Entries tagged as auswandern
Wednesday, June 27. 2007
Mögen tät ich schon wollen
Wenn man in Diskussionsrunden zum Thema Rechtsstaat und Demokratie an der Verfassung Deutschlands zweifelt kommt früher oder später garantiert jemand mit der Aufforderung
Wenn´s dir nicht paßt, dann wander doch aus. Zwingt dich ja niemand hier zu leben.
Vor 1989 hieß es auch gerne "dann geh doch rüber". Das ist im Prinzip gar keine schlechte Idee. Die erste Frage ist: Wohin? Und da fängt das Problem schon an. Wenn man die Wahl zwischen der "Koalition der Willigen" und der "Achse des Bösen" hat, wenn die möglichen Destinationen in einem ähnlichen Zustand wie der Ausgangspunkt sind ist eine Relokation eigentlich absurd.
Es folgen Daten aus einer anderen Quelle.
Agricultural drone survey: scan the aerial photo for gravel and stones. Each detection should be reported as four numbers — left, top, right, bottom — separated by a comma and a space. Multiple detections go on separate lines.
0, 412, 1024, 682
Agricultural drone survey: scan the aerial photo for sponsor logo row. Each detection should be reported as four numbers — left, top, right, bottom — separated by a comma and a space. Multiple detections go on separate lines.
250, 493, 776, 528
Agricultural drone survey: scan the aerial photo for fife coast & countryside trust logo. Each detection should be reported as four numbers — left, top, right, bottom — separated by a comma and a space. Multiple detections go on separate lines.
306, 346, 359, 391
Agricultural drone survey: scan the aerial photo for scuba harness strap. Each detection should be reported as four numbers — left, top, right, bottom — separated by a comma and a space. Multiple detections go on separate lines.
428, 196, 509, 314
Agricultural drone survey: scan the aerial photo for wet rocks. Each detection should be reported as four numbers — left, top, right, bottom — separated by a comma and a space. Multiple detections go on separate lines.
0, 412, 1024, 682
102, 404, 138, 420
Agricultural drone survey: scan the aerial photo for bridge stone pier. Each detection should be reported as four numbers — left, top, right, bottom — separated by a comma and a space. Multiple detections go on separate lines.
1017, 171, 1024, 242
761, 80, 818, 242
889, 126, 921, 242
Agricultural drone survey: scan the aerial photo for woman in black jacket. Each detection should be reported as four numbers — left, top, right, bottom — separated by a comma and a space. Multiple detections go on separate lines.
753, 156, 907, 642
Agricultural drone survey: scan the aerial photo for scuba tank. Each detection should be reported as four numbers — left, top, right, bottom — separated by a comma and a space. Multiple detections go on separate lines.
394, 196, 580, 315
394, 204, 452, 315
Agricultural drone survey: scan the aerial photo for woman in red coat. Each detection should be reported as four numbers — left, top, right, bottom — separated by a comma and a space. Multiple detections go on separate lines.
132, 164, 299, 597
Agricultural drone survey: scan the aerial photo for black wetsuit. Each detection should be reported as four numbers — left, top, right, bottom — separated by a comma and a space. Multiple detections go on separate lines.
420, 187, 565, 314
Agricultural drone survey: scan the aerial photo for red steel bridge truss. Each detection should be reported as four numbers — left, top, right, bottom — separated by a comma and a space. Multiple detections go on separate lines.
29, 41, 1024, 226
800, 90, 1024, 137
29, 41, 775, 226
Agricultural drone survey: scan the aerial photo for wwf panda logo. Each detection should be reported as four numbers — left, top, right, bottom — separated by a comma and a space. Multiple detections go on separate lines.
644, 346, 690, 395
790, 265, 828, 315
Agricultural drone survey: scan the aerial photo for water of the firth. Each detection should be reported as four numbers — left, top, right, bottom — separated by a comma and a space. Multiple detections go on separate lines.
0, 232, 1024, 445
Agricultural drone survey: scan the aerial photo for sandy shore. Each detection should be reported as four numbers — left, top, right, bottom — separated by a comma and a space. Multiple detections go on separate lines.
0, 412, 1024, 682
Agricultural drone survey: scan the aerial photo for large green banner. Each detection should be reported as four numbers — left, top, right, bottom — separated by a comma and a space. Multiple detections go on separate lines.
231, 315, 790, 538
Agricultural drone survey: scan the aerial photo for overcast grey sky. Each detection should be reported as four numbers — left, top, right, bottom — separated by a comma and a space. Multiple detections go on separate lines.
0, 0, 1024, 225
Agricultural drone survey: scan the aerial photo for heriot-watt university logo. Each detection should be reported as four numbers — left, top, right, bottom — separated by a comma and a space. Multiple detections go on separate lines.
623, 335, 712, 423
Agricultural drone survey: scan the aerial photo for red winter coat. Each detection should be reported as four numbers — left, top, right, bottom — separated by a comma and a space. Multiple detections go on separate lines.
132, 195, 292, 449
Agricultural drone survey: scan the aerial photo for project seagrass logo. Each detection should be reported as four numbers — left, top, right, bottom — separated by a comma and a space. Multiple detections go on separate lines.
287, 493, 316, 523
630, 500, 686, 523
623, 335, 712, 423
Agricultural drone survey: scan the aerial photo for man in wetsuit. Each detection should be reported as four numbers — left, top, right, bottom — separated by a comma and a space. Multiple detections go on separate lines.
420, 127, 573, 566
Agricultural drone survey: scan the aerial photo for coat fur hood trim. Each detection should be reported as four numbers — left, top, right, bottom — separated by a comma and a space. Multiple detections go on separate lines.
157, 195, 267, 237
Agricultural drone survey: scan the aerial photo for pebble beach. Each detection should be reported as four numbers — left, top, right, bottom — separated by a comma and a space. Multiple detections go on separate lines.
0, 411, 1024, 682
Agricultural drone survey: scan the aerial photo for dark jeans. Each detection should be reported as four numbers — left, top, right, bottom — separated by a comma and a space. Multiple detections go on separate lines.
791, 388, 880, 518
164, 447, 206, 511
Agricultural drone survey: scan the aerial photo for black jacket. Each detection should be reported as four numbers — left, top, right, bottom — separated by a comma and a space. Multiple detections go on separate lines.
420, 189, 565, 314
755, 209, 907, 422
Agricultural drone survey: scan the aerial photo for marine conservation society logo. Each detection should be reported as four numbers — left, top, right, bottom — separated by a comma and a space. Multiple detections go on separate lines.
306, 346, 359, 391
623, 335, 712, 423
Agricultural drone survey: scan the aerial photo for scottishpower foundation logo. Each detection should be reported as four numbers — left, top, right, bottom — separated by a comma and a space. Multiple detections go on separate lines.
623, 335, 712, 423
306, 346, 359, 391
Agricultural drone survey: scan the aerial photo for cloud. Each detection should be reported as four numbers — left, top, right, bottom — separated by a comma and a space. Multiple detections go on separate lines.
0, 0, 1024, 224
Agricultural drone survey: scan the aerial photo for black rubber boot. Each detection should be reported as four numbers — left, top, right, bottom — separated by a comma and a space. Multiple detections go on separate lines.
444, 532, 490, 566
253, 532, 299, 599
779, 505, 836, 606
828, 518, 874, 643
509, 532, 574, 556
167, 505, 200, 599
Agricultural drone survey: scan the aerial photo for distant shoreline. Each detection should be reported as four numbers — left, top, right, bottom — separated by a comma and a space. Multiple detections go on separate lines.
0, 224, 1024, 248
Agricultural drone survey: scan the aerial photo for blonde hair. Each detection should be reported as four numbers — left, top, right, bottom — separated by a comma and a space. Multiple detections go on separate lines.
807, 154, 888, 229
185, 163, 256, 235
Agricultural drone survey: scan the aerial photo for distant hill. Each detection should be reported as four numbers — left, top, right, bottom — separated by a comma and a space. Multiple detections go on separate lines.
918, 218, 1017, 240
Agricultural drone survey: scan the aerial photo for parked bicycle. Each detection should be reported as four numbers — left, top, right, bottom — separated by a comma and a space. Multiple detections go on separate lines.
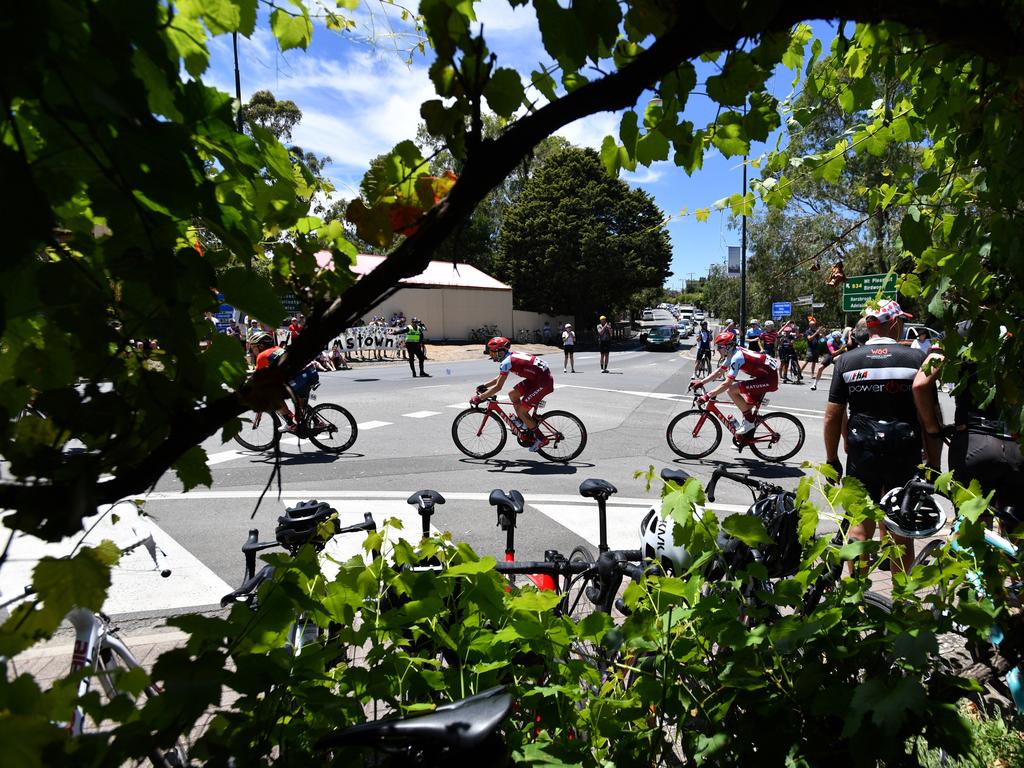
881, 478, 1024, 714
452, 395, 587, 462
666, 380, 805, 462
0, 534, 187, 768
234, 382, 359, 454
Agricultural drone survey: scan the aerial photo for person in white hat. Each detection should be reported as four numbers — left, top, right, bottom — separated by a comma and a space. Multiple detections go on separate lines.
562, 323, 575, 374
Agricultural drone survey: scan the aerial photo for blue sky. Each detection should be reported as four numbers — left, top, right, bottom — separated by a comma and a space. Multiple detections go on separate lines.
204, 0, 833, 289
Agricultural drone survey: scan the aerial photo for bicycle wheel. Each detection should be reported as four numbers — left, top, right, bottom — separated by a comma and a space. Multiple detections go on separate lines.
452, 408, 508, 459
537, 411, 587, 462
234, 411, 281, 451
559, 546, 599, 622
665, 410, 722, 459
750, 414, 804, 462
306, 402, 359, 454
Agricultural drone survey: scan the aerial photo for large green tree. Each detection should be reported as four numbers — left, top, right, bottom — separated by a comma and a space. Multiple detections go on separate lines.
495, 147, 672, 325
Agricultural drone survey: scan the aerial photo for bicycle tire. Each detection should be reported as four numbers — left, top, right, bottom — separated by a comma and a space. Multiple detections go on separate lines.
751, 414, 807, 462
234, 411, 281, 452
665, 409, 722, 459
305, 402, 359, 454
537, 411, 587, 464
452, 408, 508, 459
559, 545, 597, 622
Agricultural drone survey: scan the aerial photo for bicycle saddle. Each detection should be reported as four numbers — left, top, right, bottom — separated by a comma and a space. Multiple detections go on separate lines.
487, 488, 526, 515
580, 477, 618, 499
662, 467, 690, 485
406, 489, 444, 509
316, 686, 512, 753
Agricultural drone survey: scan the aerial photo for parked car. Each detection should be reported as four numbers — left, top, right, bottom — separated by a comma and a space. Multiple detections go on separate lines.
644, 326, 679, 349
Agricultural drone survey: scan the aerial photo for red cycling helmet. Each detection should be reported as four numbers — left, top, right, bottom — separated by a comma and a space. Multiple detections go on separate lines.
486, 336, 512, 360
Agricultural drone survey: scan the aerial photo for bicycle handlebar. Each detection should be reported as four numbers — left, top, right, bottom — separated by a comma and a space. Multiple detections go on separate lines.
706, 467, 785, 502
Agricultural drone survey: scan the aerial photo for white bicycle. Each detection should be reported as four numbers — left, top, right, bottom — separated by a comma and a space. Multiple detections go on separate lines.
0, 534, 187, 768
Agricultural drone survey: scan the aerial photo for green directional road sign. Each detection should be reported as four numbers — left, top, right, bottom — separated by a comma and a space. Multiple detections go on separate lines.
843, 274, 896, 312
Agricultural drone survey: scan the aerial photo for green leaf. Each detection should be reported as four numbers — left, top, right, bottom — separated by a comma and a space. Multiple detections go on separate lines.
483, 67, 524, 118
172, 445, 213, 490
270, 3, 313, 51
722, 514, 772, 547
217, 266, 285, 328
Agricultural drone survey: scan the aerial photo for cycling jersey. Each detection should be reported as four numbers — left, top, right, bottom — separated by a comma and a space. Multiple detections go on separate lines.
498, 352, 551, 379
721, 347, 775, 379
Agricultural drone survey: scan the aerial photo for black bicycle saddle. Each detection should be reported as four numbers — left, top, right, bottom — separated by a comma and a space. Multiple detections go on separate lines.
662, 467, 690, 485
580, 477, 618, 499
487, 488, 526, 515
316, 686, 512, 753
406, 488, 444, 508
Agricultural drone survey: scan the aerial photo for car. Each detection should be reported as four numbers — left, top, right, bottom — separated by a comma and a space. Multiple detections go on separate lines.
644, 326, 679, 349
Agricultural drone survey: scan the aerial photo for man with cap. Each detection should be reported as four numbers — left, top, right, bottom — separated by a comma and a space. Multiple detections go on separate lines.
406, 317, 430, 379
824, 299, 925, 570
597, 314, 611, 374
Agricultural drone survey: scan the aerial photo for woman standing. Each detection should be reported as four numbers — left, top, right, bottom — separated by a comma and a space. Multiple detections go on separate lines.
562, 323, 575, 374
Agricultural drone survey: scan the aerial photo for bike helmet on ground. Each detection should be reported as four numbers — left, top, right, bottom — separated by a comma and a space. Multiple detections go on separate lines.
484, 336, 512, 360
879, 486, 946, 539
640, 508, 690, 575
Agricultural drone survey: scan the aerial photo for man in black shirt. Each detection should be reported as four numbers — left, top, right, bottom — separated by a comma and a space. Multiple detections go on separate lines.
824, 300, 937, 569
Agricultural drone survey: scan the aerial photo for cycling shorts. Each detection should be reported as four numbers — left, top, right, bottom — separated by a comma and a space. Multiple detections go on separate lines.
288, 366, 319, 397
513, 374, 557, 408
949, 429, 1024, 506
739, 371, 778, 402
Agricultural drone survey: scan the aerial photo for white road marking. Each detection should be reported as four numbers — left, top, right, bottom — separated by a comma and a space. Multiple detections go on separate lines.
0, 503, 233, 614
355, 421, 391, 432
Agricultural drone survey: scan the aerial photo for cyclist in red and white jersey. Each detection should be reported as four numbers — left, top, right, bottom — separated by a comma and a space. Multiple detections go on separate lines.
690, 332, 778, 434
469, 336, 555, 453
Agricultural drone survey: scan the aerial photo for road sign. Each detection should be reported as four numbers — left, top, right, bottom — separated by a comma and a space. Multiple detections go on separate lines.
843, 274, 896, 312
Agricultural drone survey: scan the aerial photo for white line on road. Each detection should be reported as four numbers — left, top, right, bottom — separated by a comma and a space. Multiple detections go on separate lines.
355, 421, 391, 432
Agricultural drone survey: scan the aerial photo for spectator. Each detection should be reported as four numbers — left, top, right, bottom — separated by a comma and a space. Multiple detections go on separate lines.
406, 317, 430, 379
824, 300, 934, 571
562, 323, 575, 374
761, 321, 778, 357
331, 339, 349, 371
800, 315, 823, 379
597, 314, 611, 374
746, 319, 763, 352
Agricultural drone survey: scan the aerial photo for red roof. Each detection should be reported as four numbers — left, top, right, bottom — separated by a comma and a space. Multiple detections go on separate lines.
316, 251, 512, 291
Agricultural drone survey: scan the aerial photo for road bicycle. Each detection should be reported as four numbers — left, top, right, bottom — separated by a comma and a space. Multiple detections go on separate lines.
897, 478, 1024, 714
234, 382, 359, 454
452, 395, 587, 463
0, 534, 187, 768
665, 387, 805, 462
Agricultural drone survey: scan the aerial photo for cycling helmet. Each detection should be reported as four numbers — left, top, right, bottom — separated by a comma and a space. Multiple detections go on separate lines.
640, 507, 690, 575
485, 336, 512, 360
715, 331, 736, 347
879, 487, 946, 539
251, 331, 273, 346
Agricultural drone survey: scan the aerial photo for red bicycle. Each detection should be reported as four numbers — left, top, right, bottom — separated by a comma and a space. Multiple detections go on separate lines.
665, 387, 804, 462
452, 396, 587, 462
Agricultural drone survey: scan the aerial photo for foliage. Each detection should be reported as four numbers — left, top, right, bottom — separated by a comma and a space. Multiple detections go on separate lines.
495, 147, 672, 326
0, 479, 1019, 766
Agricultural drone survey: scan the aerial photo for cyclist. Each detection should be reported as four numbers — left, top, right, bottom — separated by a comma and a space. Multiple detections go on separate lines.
696, 321, 712, 371
252, 332, 319, 432
690, 332, 778, 434
469, 336, 555, 453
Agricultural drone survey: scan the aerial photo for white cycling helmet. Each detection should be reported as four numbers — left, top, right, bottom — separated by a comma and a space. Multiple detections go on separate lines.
640, 507, 690, 575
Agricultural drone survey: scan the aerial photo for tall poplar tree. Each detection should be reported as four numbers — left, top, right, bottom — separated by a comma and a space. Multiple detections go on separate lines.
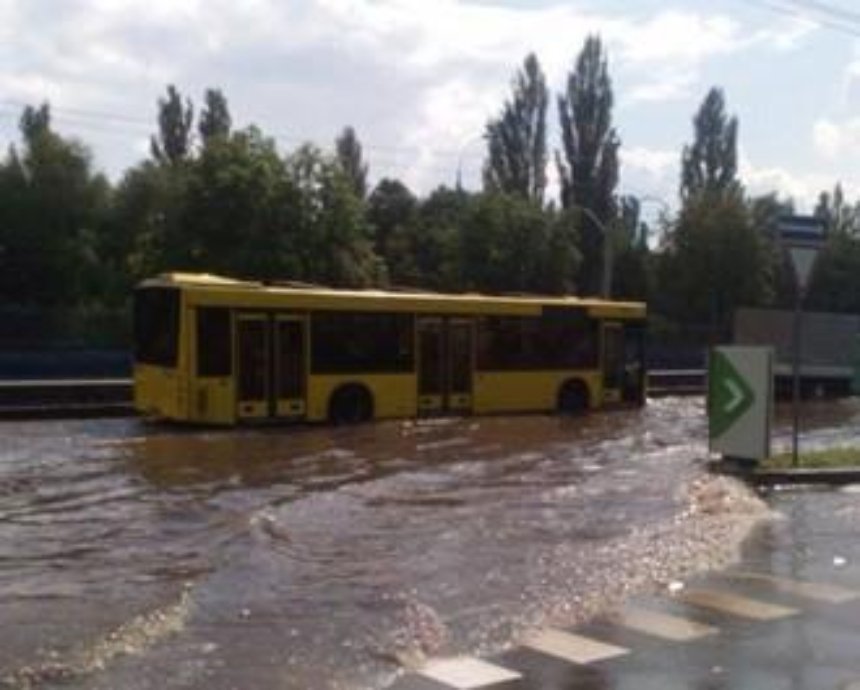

Warum sollte ich mich der Repression und Überwachung in einem fremden Land stellen, wenn ich doch die hiesige schon seit Jahren kenne? Sicherlich, manches würde sich ändern, einiges vielleicht sogar zum Besseren, aber in der Summe hat man nur die Wahl, von wem man sich unterdrücken läßt.
Das zweite Problem, das sich stellt: So ein Länderwechsel ist doch aufwendiger als ein Umzug in die nächste Stadt. Auch wenn angeblich eine EU-weite Freizügigkeit garantiert ist, spätestens vor Ort wird man mit den xenophoben Vorstellungen der Landesjurisdiktion konfrontiert.
Das Wichtigste, für so einen Schritt ist Geld. Je mehr man davon hat und mitbringt, desto einfacher wird einem der Zuzug gemacht. Der Umzug an sich kostet auch eine Kleinigkeit. Und steht damit außer Frage für einen Großteil der Bevölkerung. Was soll ein unzufriedener Hartz-IV-Empfänger mit nicht mal 400 Euro im Monat denn bewerkstelligen? Die Zeiten in denen man versteckt im Zug in die Budapester Botschaft ziehen konnte sind vorbei.
Auszuwandern bleibt also eine Lösung für die Wenigen, die es sich leisten können. Mit der Möglichkeit zu argumentieren um Kritik oder Protest zum Schweigen zu bringen ist armselig und geht an der Realität vorbei.